The Desmond & Leah Tutu Legacy Foundation calls upon our government, and business leaders, to rise beyond platitudes on Youth Day.
Government and business leaders can instead honour the youth of 16 June 1976 by taking action to help and protect the youth of 16 June 2021. Government and business leaders can call on the youth of 2021 to express their anxieties and priorities in an open forum, and they can take decisive action that stops things falling further apart, and that addresses and alleviates everything that is arresting our young people’s growth and development.
It is up to each generation of young people to determine and voice the priorities for their generation and to act on them. It is up to the government, business leaders and us to create a forum in which we can hear them.
The Foundation also supports the call for a drastic reduction in data charges. This will enable young people to connect with each other more and more so that they can invest in their futures in a meaningful way, through education and collaboration. In the absence of expectations of real employment growth over the next few years, a proactive, scaled-up plan must be seriously considered. Openness to change is integral to being young. The challenge is to channel this desire for change into organised forums, moving away from individual responses to modern challenges and towards more organised and institutionalised forms of response.

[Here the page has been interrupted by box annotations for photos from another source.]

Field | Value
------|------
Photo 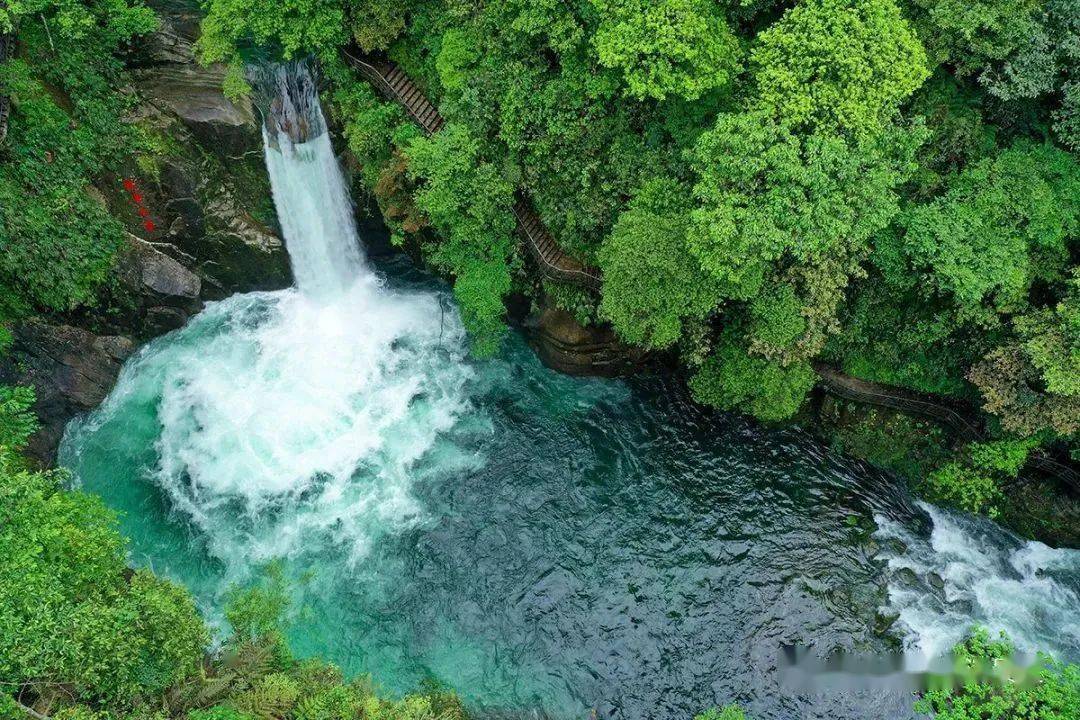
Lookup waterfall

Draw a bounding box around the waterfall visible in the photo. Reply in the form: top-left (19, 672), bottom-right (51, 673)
top-left (62, 64), bottom-right (472, 579)
top-left (876, 502), bottom-right (1080, 658)
top-left (262, 64), bottom-right (368, 300)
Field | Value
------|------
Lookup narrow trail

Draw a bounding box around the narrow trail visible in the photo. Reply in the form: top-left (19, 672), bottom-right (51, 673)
top-left (814, 363), bottom-right (1080, 495)
top-left (343, 52), bottom-right (604, 293)
top-left (343, 52), bottom-right (1080, 494)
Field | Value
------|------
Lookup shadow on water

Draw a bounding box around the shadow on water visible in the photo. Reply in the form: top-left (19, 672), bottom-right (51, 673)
top-left (60, 64), bottom-right (1080, 720)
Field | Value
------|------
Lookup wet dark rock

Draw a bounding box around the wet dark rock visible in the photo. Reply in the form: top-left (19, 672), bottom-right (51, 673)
top-left (526, 308), bottom-right (646, 377)
top-left (874, 608), bottom-right (900, 636)
top-left (0, 321), bottom-right (135, 465)
top-left (893, 568), bottom-right (919, 587)
top-left (129, 8), bottom-right (259, 155)
top-left (125, 239), bottom-right (202, 304)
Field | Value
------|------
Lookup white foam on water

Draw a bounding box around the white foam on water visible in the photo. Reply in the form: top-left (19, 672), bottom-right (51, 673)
top-left (875, 503), bottom-right (1080, 661)
top-left (65, 64), bottom-right (471, 576)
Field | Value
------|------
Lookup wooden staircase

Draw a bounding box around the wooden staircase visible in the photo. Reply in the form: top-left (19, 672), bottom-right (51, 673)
top-left (0, 32), bottom-right (15, 144)
top-left (342, 51), bottom-right (604, 293)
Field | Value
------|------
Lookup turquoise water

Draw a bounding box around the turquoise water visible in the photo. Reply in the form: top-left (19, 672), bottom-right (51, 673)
top-left (56, 257), bottom-right (1077, 718)
top-left (59, 81), bottom-right (1080, 720)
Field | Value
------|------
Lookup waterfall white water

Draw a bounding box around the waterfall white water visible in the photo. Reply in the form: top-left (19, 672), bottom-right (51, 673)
top-left (262, 122), bottom-right (369, 300)
top-left (61, 66), bottom-right (472, 578)
top-left (876, 503), bottom-right (1080, 658)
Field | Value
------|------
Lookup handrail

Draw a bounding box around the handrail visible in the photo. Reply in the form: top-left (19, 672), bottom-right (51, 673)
top-left (814, 363), bottom-right (1080, 493)
top-left (341, 50), bottom-right (603, 293)
top-left (0, 32), bottom-right (15, 144)
top-left (511, 199), bottom-right (603, 290)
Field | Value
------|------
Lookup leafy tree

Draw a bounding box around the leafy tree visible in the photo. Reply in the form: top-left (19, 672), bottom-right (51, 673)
top-left (0, 452), bottom-right (208, 705)
top-left (199, 0), bottom-right (349, 63)
top-left (0, 0), bottom-right (157, 314)
top-left (598, 179), bottom-right (718, 349)
top-left (687, 113), bottom-right (921, 362)
top-left (915, 628), bottom-right (1080, 720)
top-left (690, 330), bottom-right (818, 422)
top-left (590, 0), bottom-right (739, 100)
top-left (406, 125), bottom-right (514, 355)
top-left (751, 0), bottom-right (929, 136)
top-left (909, 0), bottom-right (1041, 74)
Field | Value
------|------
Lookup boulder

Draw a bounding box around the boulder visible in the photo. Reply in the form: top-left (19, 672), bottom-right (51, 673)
top-left (526, 308), bottom-right (647, 377)
top-left (127, 237), bottom-right (202, 304)
top-left (0, 321), bottom-right (135, 465)
top-left (129, 8), bottom-right (260, 155)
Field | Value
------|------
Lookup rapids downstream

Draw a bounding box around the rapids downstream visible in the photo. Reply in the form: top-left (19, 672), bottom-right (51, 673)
top-left (60, 71), bottom-right (1080, 720)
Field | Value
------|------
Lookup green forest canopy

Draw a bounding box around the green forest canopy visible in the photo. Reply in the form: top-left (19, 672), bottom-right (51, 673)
top-left (6, 0), bottom-right (1080, 524)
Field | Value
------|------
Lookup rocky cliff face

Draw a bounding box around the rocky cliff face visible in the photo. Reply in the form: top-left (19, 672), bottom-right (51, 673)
top-left (6, 5), bottom-right (292, 464)
top-left (525, 308), bottom-right (648, 378)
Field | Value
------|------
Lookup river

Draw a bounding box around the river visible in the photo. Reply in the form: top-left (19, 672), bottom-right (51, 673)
top-left (60, 64), bottom-right (1080, 720)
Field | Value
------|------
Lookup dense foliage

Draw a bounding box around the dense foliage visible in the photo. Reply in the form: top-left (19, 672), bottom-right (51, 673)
top-left (0, 0), bottom-right (157, 317)
top-left (257, 0), bottom-right (1080, 537)
top-left (915, 627), bottom-right (1080, 720)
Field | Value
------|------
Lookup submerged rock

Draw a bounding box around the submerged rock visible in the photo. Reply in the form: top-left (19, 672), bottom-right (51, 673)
top-left (0, 321), bottom-right (135, 465)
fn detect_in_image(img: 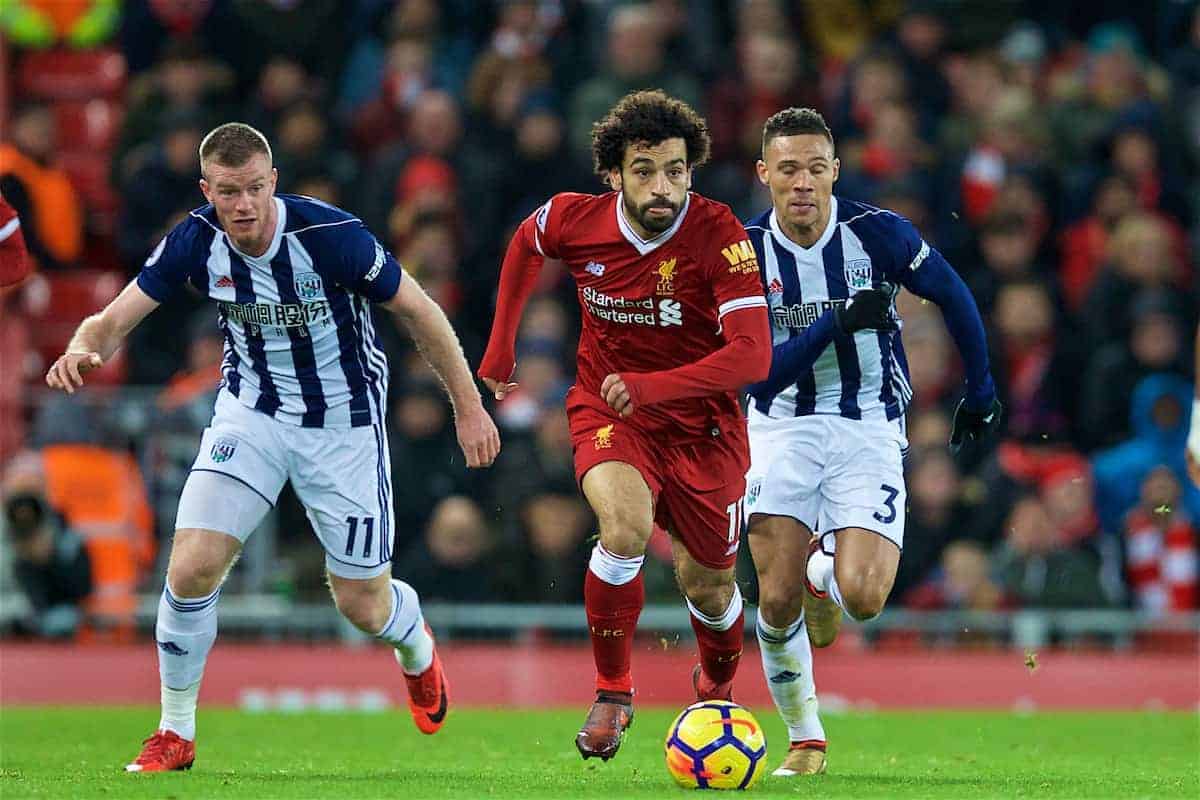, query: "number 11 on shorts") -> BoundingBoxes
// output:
[346,517,374,558]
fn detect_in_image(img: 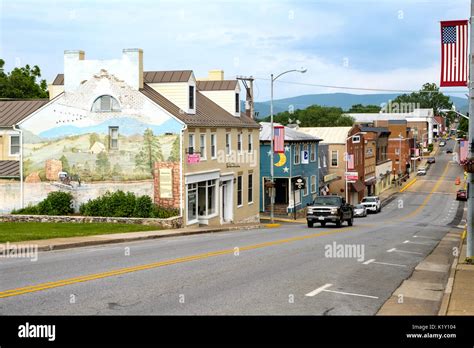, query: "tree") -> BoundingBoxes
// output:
[265,105,354,127]
[135,128,163,175]
[0,59,49,99]
[392,83,453,115]
[347,104,381,113]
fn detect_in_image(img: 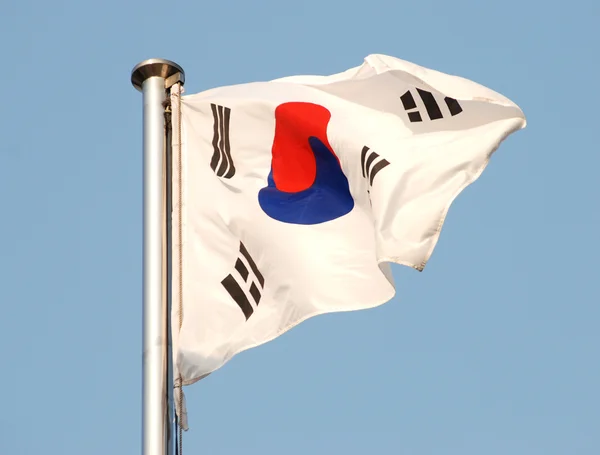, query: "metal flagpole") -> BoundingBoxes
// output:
[131,59,184,455]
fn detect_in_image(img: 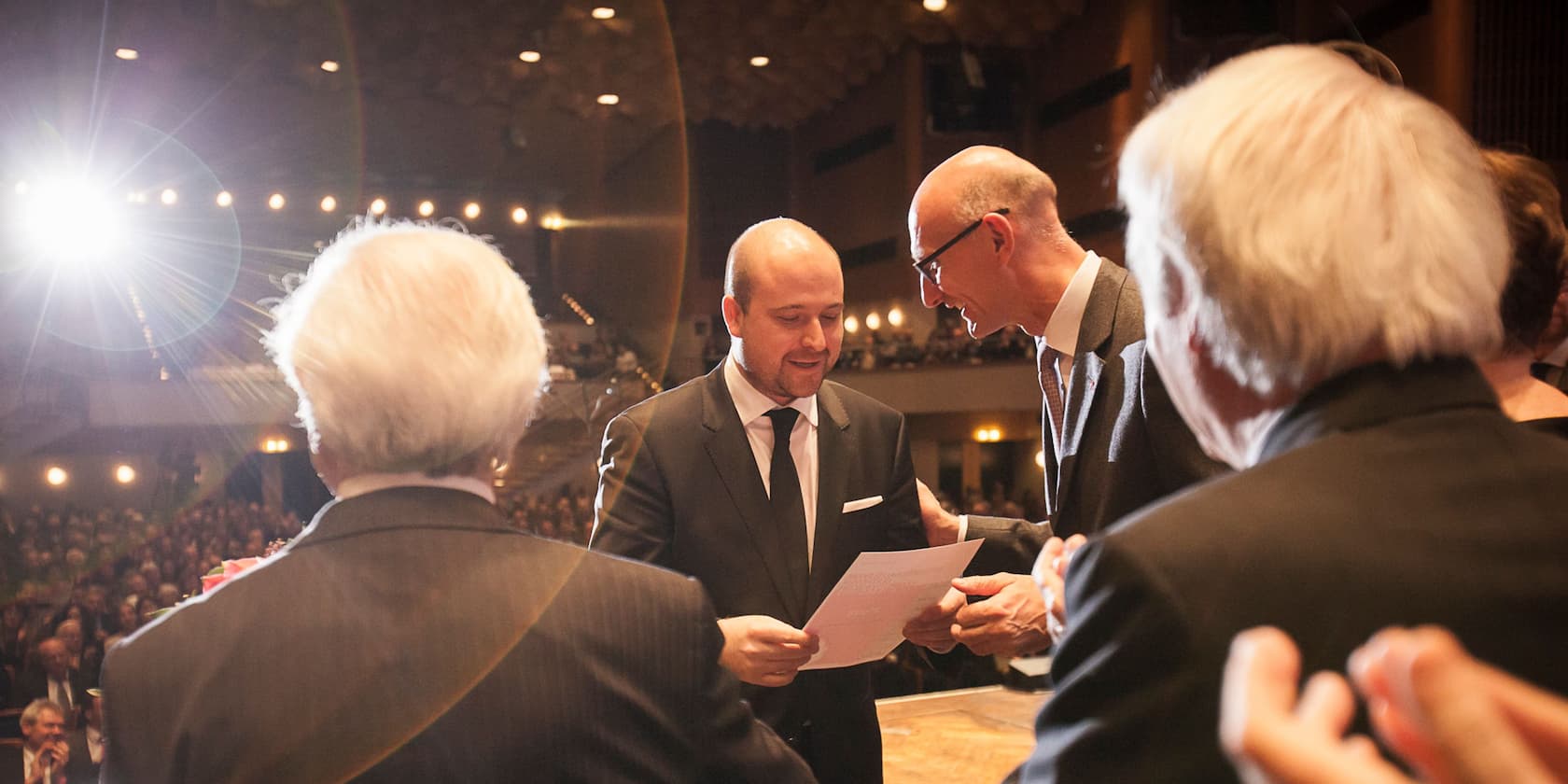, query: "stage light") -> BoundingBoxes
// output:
[16,180,125,270]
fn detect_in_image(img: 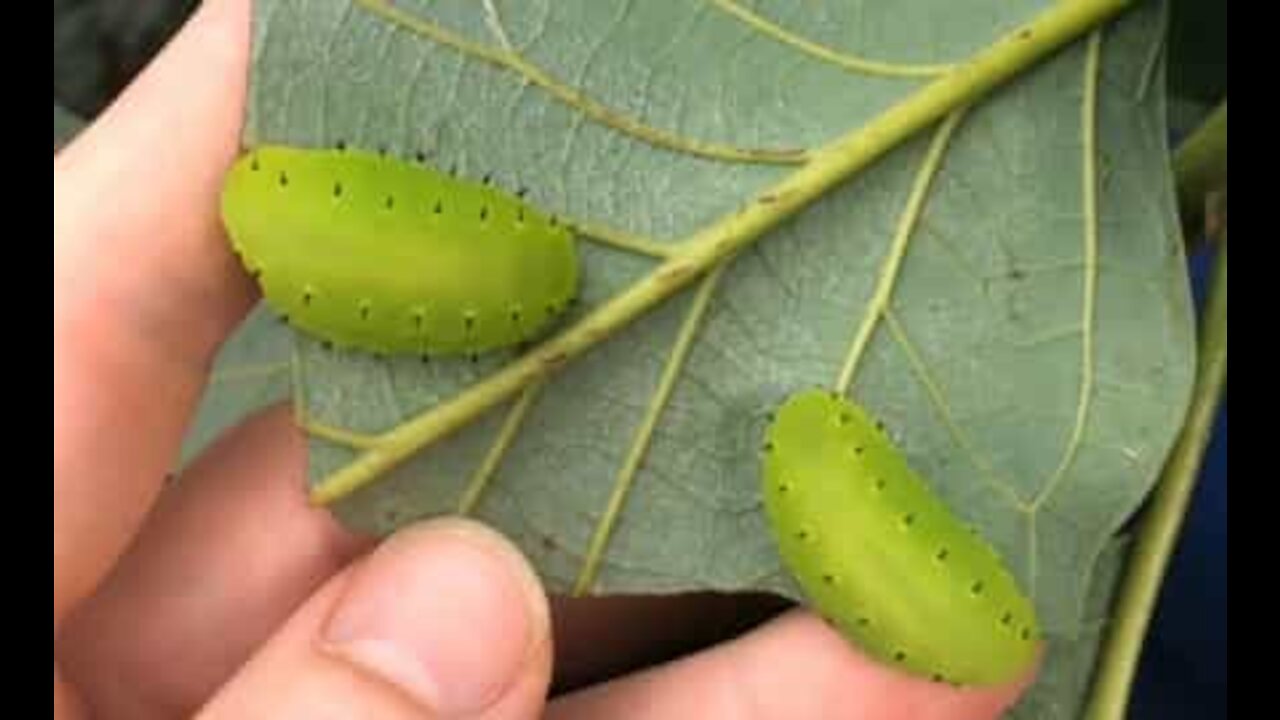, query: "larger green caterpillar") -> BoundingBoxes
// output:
[221,146,579,356]
[763,389,1039,685]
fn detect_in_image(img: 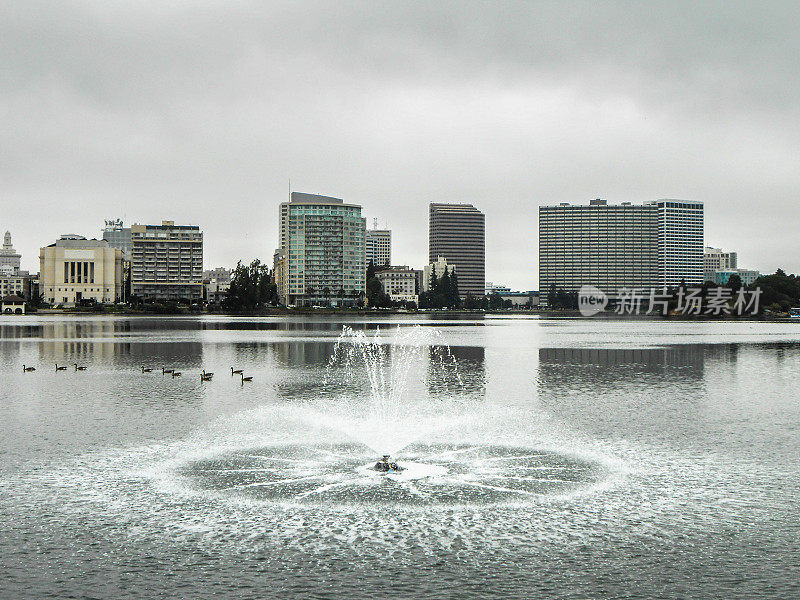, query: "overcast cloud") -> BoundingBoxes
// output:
[0,0,800,289]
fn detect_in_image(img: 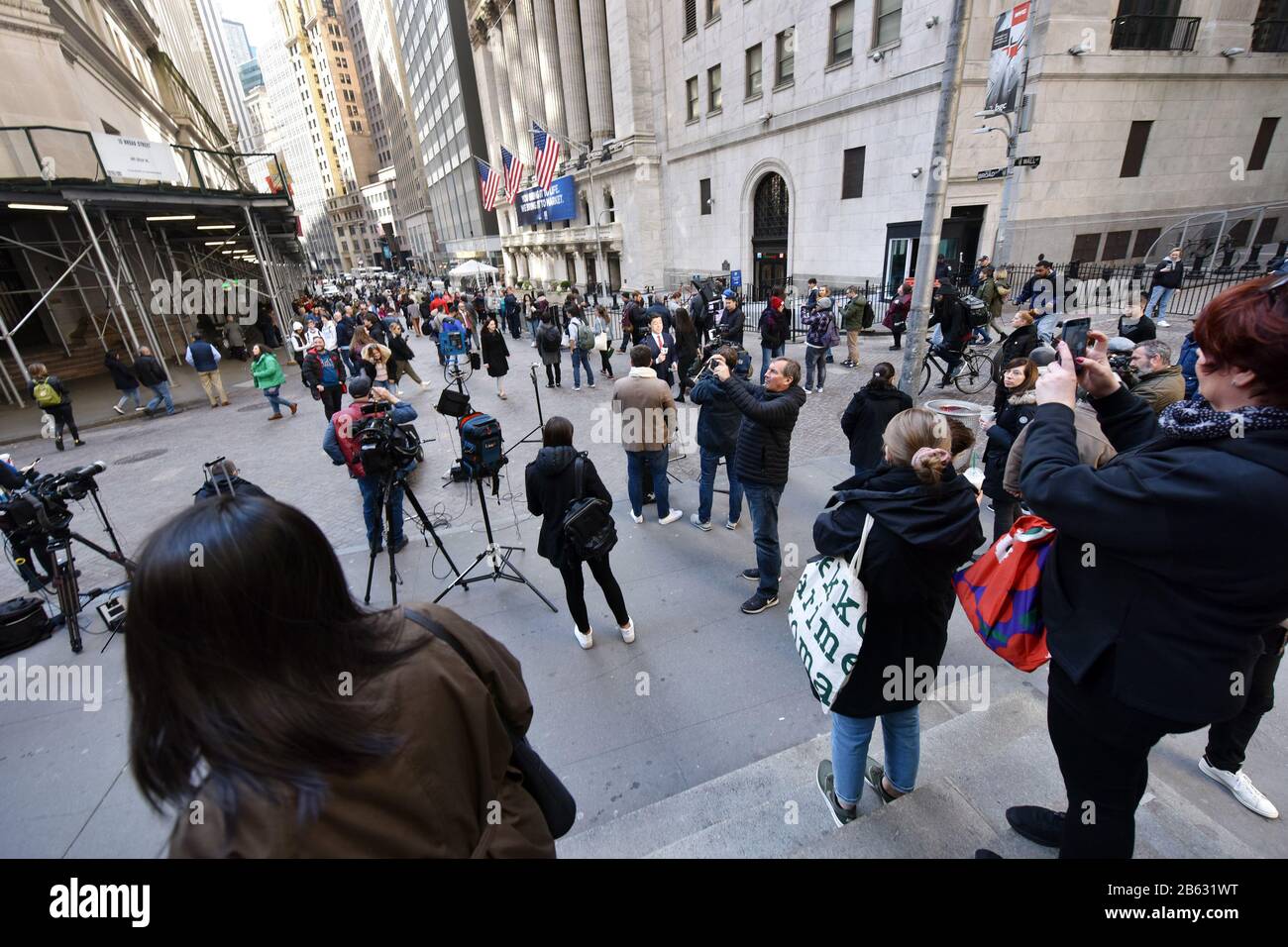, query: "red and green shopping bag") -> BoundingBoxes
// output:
[953,515,1055,672]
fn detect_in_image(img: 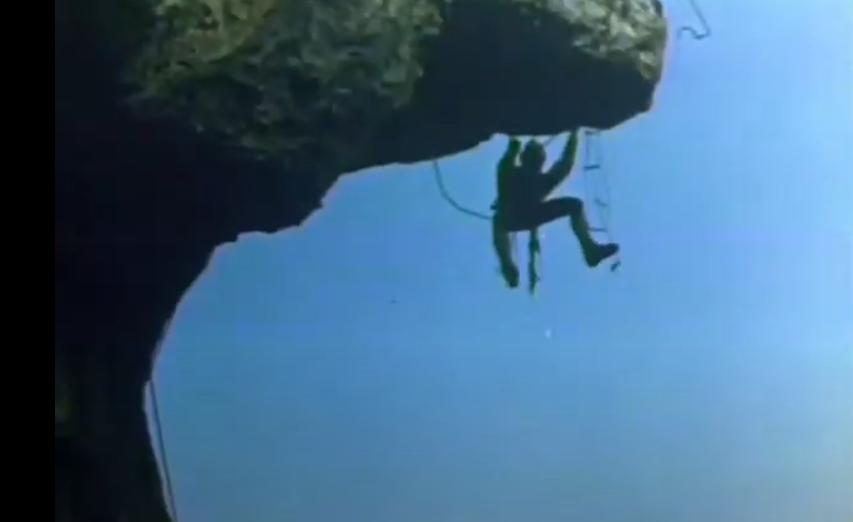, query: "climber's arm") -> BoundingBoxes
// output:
[546,129,580,186]
[497,138,521,193]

The Foundation is a partner to the Defend our Democracy campaign, and fully endorses the youth assembly the campaign has organised for 16 June 2021 in Cape Town, South Africa.
This initiative is aimed at energising movements for positive change in our society so that young people regain the hope they have lost. Indeed, we all, young and old, need to regain the hope and collective dignity and self-respect that have been all but destroyed by a widespread lack of ethical leaders.
The Foundation believes that an annual youth assembly that takes place every 16 June will provide a platform for young people to engage openly with the leaders in our society, allowing them to demand ethical and moral behaviour of those in power. Organised youth leadership and engagement on an intergenerational basis and addressing leadership in government is crucial.
The call for courageous leadership from all faith communities, as well as those who have no faith tradition, is growing louder by the day. There is much work to do. How many leaders today are drawing us away from the impoverishment of apartheid and corruption, and towards the ethical values that serve, protect and nourish not only our peoples, but also the earth?